Hook: Young, searching and stressed — why clinicians must treat faith as clinical data

Many clinicians and caregivers tell us they feel unprepared when a millennial or young adult in their care announces a sudden interest in religion: Is this healthy exploration, a coping mechanism, or a red flag for social isolation or coercion? As Lamorna Ash’s public journey from agnosticism to attending Quaker silence and Anglican worship illustrates, faith exploration is seldom a straight line. It can be a source of meaning and social support — and at times a driver of identity conflict and distress. In 2026, understanding the intersections of faith and mental health among young adults is no longer optional for quality care.

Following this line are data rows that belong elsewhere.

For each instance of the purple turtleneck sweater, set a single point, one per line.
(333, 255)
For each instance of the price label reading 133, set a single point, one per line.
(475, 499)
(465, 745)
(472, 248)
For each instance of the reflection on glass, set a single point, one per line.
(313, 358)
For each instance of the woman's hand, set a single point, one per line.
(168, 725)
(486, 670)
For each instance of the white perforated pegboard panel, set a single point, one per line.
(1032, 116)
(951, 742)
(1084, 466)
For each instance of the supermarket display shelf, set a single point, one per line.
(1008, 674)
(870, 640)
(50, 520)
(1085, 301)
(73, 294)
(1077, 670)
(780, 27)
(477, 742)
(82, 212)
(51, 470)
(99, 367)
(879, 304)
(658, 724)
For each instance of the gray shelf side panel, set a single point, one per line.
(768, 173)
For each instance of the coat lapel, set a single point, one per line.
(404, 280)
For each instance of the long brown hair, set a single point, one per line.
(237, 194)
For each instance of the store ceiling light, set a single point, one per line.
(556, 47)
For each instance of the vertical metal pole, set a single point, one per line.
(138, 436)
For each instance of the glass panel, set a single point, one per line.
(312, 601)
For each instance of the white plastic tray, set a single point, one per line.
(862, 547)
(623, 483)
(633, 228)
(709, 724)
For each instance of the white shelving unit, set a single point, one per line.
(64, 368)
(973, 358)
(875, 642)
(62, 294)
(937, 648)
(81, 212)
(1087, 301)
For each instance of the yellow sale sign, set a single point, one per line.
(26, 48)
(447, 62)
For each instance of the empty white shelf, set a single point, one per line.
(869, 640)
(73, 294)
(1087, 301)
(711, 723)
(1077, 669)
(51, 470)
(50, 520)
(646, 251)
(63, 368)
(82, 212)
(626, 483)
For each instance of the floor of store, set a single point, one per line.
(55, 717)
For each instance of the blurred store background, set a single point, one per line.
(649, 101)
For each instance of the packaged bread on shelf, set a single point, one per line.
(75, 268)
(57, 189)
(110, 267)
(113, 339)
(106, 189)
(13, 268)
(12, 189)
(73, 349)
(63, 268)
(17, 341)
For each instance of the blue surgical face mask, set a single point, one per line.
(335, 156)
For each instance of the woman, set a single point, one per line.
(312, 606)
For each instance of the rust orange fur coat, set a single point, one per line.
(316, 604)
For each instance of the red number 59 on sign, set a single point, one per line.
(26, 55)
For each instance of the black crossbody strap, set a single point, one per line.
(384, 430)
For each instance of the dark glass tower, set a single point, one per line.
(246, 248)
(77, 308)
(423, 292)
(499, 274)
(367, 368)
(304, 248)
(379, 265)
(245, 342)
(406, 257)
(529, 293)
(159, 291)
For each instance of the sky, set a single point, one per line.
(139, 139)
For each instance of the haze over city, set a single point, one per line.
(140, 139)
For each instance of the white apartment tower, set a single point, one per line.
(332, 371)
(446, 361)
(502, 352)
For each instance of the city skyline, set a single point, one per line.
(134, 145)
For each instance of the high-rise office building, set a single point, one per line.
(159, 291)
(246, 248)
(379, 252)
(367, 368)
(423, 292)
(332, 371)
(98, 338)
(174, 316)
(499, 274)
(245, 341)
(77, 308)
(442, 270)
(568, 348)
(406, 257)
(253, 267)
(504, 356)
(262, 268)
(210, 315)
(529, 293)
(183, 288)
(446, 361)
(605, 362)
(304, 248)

The context: Why faith exploration among young adults matters now

Lamorna Ash — a 31-year-old writer whose 2025 book, Don’t Forget We’re Here Forever, chronicled her reporting on conversions and curiosity about Christianity — is one visible example of a wider cultural movement. After years of surveys indicating rising “spiritual but not religious” identification, late 2024–2025 saw a notable uptick in organized religious interest among some millennials and older Gen Zers. By early 2026 clinicians report more patients describing active exploration of religious communities, ritual practices, and contemplative traditions.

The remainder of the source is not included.